Posted by: oj at October 30, 2005 6:14 PM

David. I asked my CPA husband and he said debt funding and equity funding both involve interest paid and received.

I read that some banks around the Detroit area are setting up mortgages for Muslims in such a way that the bank ostensibly purchases the house and the putative buyers pay rent (principal) and fees (interest) until they eventually pay the total cost and own the house. Other communities pool their funds and form entities which purchase the houses and the owners repay the collective in the same way by rent and fees.

There was some question as to whether the buyers had title to the property. If they want to maintain the fiction that were paying rent, they probably wouldnt have title until they owned the house.

oj. What's fine about Islam and how does it differ from Islamist?

Posted by: tefta at October 30, 2005 6:48 PM

these aren't my postulates

Posted by: noam chomsky at October 30, 2005 7:11 PM


Yes, they are. No one here has ever said #3.

Posted by: oj at October 30, 2005 8:02 PM

tefta: Far be it from me to disagree with your husband, but I don't know what he means by saying that equity funding involves interest paid and received.

As a general rule, Sharia forbids charging interest; that is, lending money now for the promise of a certain greater amount of money in the future. Sharia does not prohibit investments that are at risk. As a result, Sharia banks engage in transactions that are more like equity investments (the money is at risk depending upon the business' results) rather than the secured loans that western banks make.

Posted by: David Cohen at October 30, 2005 8:04 PM

If it weren't for the oil, they would all be starving to death.

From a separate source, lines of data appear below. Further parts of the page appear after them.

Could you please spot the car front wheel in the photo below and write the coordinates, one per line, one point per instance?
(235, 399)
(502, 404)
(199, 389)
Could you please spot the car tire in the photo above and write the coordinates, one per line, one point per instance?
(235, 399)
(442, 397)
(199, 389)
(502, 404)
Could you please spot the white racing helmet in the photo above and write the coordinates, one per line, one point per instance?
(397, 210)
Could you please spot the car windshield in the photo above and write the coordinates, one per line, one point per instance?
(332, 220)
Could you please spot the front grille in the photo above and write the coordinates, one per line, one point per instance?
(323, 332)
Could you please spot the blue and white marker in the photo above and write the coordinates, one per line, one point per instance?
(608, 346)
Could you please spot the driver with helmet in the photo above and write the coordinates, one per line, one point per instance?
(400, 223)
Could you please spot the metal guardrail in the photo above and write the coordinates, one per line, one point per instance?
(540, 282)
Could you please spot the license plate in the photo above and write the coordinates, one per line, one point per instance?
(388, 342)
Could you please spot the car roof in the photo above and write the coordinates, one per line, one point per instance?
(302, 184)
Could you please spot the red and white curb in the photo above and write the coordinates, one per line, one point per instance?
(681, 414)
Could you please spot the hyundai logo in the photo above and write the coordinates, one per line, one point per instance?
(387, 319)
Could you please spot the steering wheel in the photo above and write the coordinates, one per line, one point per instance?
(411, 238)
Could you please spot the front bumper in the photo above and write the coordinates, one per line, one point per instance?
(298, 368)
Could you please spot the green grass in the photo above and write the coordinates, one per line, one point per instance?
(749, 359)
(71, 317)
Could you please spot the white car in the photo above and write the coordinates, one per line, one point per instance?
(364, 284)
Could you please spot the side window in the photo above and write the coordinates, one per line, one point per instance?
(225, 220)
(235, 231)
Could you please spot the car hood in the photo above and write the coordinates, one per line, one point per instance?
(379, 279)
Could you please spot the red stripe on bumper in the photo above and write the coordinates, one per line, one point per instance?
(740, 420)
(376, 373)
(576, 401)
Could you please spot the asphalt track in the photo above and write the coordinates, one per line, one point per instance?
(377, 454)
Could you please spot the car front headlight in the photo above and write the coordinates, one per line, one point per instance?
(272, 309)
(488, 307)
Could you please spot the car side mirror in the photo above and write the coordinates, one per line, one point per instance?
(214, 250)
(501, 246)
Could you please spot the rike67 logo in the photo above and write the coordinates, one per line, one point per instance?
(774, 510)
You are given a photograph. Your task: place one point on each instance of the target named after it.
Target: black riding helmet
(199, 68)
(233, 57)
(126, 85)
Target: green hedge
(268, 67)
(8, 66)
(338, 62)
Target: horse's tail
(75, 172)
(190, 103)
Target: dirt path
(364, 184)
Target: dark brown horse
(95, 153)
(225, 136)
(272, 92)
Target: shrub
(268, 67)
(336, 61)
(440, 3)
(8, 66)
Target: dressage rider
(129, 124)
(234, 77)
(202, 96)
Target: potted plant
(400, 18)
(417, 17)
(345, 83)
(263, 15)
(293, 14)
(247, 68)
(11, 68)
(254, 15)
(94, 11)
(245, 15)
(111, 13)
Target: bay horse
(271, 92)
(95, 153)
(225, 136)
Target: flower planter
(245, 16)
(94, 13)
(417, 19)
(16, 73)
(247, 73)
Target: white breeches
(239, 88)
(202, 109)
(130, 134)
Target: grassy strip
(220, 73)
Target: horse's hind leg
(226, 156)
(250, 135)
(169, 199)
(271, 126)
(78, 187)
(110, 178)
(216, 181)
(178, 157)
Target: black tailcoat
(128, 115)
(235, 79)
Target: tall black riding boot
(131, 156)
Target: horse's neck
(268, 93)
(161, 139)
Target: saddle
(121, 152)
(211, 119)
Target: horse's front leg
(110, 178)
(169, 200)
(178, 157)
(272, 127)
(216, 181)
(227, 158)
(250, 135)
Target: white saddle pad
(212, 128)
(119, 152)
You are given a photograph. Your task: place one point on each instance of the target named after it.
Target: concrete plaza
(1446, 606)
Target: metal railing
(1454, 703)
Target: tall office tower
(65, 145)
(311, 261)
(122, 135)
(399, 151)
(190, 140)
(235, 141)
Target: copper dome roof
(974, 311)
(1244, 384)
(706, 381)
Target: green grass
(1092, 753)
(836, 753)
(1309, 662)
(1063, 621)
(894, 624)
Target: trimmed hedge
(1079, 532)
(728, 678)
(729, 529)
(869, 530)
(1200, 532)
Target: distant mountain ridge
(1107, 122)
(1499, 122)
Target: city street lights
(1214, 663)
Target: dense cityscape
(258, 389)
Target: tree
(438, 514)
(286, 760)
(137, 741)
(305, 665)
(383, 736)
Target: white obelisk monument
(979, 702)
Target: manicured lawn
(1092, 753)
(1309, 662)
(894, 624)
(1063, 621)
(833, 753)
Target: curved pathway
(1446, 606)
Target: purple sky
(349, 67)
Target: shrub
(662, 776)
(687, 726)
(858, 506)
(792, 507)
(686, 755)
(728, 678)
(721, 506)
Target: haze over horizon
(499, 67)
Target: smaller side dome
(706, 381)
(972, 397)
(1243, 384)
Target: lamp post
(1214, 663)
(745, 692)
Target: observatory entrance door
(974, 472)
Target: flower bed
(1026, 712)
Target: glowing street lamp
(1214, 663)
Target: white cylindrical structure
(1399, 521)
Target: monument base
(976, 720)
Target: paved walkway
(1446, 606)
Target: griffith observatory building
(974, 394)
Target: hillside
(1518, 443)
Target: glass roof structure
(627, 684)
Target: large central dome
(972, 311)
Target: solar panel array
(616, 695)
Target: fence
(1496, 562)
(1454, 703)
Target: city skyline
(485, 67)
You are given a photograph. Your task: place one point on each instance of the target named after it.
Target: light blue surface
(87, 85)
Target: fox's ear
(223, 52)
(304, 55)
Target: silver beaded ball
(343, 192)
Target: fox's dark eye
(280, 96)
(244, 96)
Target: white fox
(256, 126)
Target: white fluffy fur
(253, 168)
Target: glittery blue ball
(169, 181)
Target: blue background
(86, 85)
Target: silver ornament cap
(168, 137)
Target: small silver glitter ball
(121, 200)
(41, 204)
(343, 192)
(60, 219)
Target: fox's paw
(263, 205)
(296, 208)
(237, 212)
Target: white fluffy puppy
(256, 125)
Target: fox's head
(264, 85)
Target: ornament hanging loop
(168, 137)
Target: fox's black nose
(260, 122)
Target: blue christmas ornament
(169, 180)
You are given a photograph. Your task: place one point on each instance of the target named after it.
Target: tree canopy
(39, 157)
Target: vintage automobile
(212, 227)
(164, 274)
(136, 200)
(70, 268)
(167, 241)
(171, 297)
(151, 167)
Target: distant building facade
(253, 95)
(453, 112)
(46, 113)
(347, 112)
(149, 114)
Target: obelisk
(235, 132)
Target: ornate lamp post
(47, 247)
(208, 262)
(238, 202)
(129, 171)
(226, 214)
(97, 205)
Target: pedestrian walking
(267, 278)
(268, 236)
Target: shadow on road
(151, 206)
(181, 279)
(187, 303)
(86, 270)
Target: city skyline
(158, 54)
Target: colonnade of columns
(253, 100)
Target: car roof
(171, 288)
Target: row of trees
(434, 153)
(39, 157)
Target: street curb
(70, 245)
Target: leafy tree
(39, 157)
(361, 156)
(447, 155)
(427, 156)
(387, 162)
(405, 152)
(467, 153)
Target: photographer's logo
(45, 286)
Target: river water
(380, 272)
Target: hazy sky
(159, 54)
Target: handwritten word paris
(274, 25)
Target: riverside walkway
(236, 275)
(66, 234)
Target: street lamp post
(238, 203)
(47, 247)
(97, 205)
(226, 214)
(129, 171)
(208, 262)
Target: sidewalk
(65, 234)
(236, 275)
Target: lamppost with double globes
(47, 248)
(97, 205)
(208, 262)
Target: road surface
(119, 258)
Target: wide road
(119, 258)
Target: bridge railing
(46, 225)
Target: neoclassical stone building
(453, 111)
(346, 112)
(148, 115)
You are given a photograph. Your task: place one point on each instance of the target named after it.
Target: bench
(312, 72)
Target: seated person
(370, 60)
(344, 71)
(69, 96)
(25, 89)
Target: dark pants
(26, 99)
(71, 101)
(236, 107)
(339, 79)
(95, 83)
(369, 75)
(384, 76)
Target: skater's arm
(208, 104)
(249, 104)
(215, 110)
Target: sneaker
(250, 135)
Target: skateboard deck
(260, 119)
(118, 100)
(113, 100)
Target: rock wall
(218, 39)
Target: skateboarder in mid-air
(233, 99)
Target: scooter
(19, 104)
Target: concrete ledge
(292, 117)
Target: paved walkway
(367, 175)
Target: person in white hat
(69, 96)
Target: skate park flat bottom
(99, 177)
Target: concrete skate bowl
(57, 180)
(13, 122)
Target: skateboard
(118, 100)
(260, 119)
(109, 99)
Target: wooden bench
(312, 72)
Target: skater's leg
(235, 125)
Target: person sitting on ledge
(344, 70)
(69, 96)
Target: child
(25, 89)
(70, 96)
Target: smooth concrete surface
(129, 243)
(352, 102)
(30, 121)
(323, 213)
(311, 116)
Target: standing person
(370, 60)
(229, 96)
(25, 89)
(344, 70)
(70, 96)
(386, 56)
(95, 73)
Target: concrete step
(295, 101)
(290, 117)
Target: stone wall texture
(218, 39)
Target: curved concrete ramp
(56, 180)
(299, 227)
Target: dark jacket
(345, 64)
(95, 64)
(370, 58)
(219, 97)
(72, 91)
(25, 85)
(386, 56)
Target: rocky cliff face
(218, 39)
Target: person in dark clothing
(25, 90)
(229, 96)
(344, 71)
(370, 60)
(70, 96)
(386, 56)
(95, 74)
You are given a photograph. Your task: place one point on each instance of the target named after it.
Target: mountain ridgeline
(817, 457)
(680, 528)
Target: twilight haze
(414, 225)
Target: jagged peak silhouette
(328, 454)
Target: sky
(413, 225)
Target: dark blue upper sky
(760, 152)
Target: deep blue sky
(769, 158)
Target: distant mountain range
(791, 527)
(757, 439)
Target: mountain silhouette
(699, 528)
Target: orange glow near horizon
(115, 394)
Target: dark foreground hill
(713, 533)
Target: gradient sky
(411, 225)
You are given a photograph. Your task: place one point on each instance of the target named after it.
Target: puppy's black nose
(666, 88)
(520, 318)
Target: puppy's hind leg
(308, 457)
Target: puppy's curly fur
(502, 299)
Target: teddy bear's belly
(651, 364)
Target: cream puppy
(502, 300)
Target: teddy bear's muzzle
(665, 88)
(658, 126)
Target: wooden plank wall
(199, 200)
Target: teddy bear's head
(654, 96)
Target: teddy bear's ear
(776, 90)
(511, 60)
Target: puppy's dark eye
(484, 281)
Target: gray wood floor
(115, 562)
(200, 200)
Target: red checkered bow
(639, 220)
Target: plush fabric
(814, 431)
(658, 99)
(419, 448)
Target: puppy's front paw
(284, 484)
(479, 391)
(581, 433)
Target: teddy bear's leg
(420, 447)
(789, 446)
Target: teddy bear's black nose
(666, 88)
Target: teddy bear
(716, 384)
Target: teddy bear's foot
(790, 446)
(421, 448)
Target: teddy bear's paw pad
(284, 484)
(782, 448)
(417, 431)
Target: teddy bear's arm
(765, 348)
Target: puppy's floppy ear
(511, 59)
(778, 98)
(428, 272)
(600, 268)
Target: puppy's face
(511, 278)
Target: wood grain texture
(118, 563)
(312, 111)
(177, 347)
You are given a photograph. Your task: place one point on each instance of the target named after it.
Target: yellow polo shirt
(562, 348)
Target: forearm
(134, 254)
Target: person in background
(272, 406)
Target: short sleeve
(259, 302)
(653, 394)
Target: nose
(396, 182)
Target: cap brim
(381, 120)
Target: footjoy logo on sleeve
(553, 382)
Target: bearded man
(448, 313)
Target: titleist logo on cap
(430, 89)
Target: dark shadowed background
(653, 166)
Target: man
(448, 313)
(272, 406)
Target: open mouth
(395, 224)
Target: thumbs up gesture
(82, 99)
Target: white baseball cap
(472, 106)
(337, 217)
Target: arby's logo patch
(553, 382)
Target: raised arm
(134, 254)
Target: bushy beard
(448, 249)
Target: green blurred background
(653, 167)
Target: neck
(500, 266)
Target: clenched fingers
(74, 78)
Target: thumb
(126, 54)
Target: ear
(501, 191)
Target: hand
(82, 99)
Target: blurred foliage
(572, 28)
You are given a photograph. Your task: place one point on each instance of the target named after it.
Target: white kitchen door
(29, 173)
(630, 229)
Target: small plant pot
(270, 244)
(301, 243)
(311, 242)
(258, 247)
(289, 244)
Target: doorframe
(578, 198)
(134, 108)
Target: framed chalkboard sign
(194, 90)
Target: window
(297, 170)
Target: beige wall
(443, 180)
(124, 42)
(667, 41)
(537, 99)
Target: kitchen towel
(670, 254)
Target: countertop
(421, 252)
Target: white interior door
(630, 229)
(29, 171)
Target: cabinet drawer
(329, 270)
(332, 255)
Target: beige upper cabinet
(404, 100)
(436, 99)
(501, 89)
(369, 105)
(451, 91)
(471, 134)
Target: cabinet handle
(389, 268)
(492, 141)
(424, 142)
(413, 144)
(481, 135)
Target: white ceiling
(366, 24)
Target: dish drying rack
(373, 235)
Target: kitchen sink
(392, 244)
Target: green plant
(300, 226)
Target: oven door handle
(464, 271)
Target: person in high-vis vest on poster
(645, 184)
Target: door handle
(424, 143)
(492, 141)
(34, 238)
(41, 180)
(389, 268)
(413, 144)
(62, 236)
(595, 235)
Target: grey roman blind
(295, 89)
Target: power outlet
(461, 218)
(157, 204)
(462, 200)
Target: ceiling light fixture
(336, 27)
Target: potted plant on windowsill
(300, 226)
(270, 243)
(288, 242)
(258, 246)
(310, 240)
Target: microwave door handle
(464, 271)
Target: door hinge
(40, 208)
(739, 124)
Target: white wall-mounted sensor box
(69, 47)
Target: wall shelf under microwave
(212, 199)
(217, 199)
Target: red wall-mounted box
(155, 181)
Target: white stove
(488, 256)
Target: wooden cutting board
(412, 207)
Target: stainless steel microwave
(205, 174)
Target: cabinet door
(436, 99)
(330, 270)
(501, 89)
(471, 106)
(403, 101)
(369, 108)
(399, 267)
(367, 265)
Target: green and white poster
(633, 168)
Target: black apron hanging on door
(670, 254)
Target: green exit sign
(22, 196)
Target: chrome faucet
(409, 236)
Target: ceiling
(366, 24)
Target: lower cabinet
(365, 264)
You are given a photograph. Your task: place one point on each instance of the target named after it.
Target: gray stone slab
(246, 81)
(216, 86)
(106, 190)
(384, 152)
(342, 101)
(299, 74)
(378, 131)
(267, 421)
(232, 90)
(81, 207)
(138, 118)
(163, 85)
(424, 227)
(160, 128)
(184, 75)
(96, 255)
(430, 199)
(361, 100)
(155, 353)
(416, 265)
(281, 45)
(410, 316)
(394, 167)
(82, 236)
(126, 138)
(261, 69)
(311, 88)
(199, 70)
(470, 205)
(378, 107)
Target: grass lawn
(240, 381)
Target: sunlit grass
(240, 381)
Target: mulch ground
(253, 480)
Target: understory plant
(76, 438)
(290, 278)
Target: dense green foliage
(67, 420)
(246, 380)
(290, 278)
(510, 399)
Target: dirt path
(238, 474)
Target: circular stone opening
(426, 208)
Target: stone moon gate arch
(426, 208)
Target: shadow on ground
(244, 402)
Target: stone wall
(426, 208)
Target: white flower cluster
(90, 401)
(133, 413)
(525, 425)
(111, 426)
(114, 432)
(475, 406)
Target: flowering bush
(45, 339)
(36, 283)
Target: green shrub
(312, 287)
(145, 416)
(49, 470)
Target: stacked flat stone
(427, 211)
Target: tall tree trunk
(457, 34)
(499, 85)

Back to the first point. They must fail in the long run, but we are all dead in the long run and if they kill us first we will be deader than they are.

Posted by: Robert Schwartz at October 30, 2005 9:00 PM

Well, at least Ahmadinejad didn't blame the market woes on a cabal of Israeli stockbrokers. For folks at the State Department, the U.N. and the New York Times editorial page, that can be seen as a sign of his growing moderation.

Posted by: John at October 30, 2005 9:21 PM

sharia is sharia is sharia. islamic government is by definition islamicist. except in your basement.

Posted by: noam chomsky at October 30, 2005 11:25 PM

sharia doesn't require government by clerics.

Posted by: oj at October 31, 2005 6:52 AM

David, with all due respect, this is an exercise in semantics.

Posted by: tefta at October 31, 2005 8:06 AM

just like the pope is optional in the catholic church.

Posted by: noam chomsky at October 31, 2005 10:21 AM


Exactly, Catholicism doesn't require government by the pope.